I have not heard a word from Q since our Friday date, and I'm quite certain I won't. My guess is that if I'd gone to bed with him, I'd hear from him once in a while. But something didn't take, and whether I "drove" him away (see Advisory Board) or there wasn't the "connection" that daters famously hope to make, my relief is palpable that I don't have to hear those whistling teeth again or feel that little slippery tongue between my lips.
Looking back, I am rethinking my eruption of self-loathing in the last post. Yes, I do agree with the argument that one should take it a step at a time and not think about larger issues at first; that it's silly to expect levels of attraction and passion at my age that I've had with others; that I should enjoy someone's company and "have fun" and rather than rate them in my head. But fun, like happiness, isn't something that can be manufactured ready-made by intention. "Should" is a word that has little place in the kind of relationship I'm willing to sacrifice my free time for. I either enjoy being with someone or not, and except for the first dinner, I didn't enjoy Q enough.

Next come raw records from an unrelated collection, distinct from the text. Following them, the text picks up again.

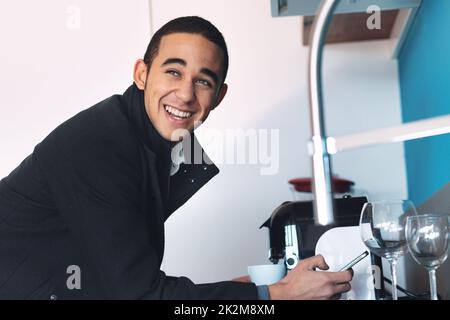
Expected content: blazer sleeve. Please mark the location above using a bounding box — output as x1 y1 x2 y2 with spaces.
34 119 258 300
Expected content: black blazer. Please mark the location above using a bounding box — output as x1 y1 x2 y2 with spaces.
0 84 258 300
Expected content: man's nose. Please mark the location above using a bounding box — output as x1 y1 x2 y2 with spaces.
175 79 195 104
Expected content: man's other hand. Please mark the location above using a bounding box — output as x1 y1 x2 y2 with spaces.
268 255 353 300
231 275 251 283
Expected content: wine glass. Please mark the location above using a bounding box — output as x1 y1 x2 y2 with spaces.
360 200 417 300
405 214 450 300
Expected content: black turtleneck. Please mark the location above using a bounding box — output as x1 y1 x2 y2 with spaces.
121 83 174 205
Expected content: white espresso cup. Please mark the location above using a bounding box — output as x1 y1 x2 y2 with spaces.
247 263 286 285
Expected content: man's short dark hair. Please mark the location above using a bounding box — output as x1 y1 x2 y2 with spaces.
143 16 229 86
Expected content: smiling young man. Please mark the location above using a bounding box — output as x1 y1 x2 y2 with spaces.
0 16 352 300
137 32 227 139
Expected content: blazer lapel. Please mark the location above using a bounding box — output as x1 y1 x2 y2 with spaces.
141 146 165 261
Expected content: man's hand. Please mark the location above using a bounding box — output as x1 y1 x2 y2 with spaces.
231 275 251 283
268 255 353 300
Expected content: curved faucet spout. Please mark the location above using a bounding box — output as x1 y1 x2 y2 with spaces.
307 0 340 226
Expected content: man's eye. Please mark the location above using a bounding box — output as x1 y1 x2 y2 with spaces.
196 79 212 87
166 70 180 77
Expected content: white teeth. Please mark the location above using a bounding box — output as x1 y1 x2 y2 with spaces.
164 105 192 119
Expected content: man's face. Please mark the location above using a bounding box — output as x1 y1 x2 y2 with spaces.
141 33 227 141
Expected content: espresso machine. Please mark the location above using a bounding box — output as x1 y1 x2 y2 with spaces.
260 196 369 270
261 196 386 299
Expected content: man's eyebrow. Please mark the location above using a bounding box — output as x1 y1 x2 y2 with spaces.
161 58 187 67
161 57 219 85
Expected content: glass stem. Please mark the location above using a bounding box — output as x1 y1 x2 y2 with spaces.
389 259 398 300
428 268 438 300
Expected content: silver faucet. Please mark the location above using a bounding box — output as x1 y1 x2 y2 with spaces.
306 0 450 226
307 0 341 226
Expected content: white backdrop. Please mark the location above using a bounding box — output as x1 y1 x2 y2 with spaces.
0 0 151 174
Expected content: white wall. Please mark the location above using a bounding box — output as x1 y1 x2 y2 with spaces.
0 0 150 176
151 0 407 282
323 41 408 201
0 0 408 285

In the spirit of this-is-almost-over, I actually violated my no-phone rule and spoke to two more fish who swam into my net while it was lying idle in the water (that is, not to force the metaphor, they contacted me, which always tugs at my heart). T, from Brooklyn, was lively but had little to say. U, from Westchester, is retired from teaching grade school and now plays golf. He is upset that he has to sell his large house now that he's divorced. I found myself telling him about Buddhism and loss and being attached to material things, though I am not a Buddhist. This was odd of me, but then we've established that I'm odd. When someone bores me, I tend to talk to entertain myself. He was not interested, and I won't hear from T or U again.
V, a professor at a nearby school in a subject very different from mine, wrote to say he would call me when he returned from a trip this week, but I know almost nothing about him beyond his profession. He may or may not call. Since I am no longer on Match, V may be the last, unfortunately: it would have been nice to make it to the end of the alphabet. Now that's my idea of fun.